Muy
cansado, durmió profundamente desde poco después de aquella tardía cena hasta
dos horas antes de amanecer, sin lamentar que la espaciosa casa de Plautio les
permitiera a él y a Agripa ocupar habitaciones separadas. Cuando despertó, se
encontraba bien y respiraba con facilidad. Se acercó a la ventana atraído por
un repiqueteo, y allí advirtió que llovía en Brindisi. Lanzando un vistazo al
tenue perfil de las nubes supo que eran jirones impulsados por un fuerte
viento. Ese día no habría nadie en las calles, porque el tiempo no cambiaría.
Ese día no habría nadie en las calles...
Esa
idea vagó por su mente y tropezó con un hecho que no había recordado hasta ese momento.
Por lo que Plautio había dicho, todo Brindisi sabía que él era el heredero de
César, al igual que el resto de Italia.

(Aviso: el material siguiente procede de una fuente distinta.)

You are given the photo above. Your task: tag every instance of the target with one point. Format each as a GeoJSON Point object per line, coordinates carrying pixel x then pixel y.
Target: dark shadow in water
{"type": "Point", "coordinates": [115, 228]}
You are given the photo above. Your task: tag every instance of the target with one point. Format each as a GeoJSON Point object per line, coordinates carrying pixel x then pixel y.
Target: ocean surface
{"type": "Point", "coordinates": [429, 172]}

La noticia de la muerte de César se
había propagado como el fuego, y con la misma velocidad se había extendido la
noticia de la existencia del heredero de César, este sobrino
de dieciocho años (olvidaría que en realidad era sobrino "nieto").
Eso significaba que cuando se dejara ver, la gente lo trataría con deferencia,
sobre todo si se anunciaba como Cayo Julio César. Bueno, era Cayo Julio César. Nunca
volvería a usar otro nombre, excepto quizá para añadirle «Filius». En cuanto a
Octaviano, sería una manera útil de distinguir a amigos de enemigos. Quienes lo
llamaran Octaviano serían quienes se negaban a reconocer su elevada posición.
Permaneció
ante la ventana contemplando cómo los gruesos hilos de lluvia se inclinaban por
efecto del viento, sin que su rostro, ni siquiera sus ojos, revelara sus
pensamientos. Dentro de aquella amplia cabeza -tenía el mismo cráneo enorme que
César y Cicerón- sus pensamientos estaban acelerados pero no en desorden. Marco
Antonio tenía una desesperada necesidad de dinero, y no recibiría nada de
César. El contenido del Erario probablemente estaba a salvo, pero a un paso de
allí, en las cámaras acorazadas de Cayo Opio -el principal banquero de Brindisi
y uno de los seguidores más leales a César- había una gran suma de dinero. Los
fondos para la guerra de César. Posiblemente alrededor de treinta mil talentos
de plata, a juzgar por lo que César había dicho. Llévatelo todo, pensó; no
confíes en enviar una solicitud al Senado porque quizá no te la concedería.
Treinta mil talentos ascendían a setecientos cincuenta millones de sestercios.
¿Cuántos
talentos puede arrastrar uno de esos enormes carromatos que vi en Hispania tirados
por diez bueyes? Éstos serán los carromatos de César, los mejores desde la
grasa de los ejes hasta las robustas ruedas galas revestidas de hierro. ¿Podría
un carromato acarrear trescientos, cuatrocientos talentos? Ésa es la clase de
cosas que César sabría en el acto, pero yo no. ¿A qué velocidad viaja un
chirriante carromato?
Primero
debo sacar de las cámaras los fondos para la guerra. ¿Cómo? Sin inmutarme.
Basta con entrar y pedirlos. Al fin y al cabo, soy Cayo Julio César. Tengo que
hacerlo. Sí, debo hacerlo. Pero aun suponiendo que consiguiera llevarme el
dinero, ¿dónde lo escondería? Muy fácil, en mi propia heredad más allá de
Sulmo, heredad que consiguió mi abuelo como botín de la guerra de
Italia.
Útil sólo por la madera que da, cortada y enviada a Ancona para su exportación.
Así que taparé la plata con una capa de tablas de madera. Tengo que hacerlo.
Debo hacerlo. Cogiendo un candil, fue a la habitación de Agripa y lo despertó.
Un auténtico guerrero, Agripa dormía como un tronco, y sin embargo estaba
totalmente despabilado nada más oír el menor sonido.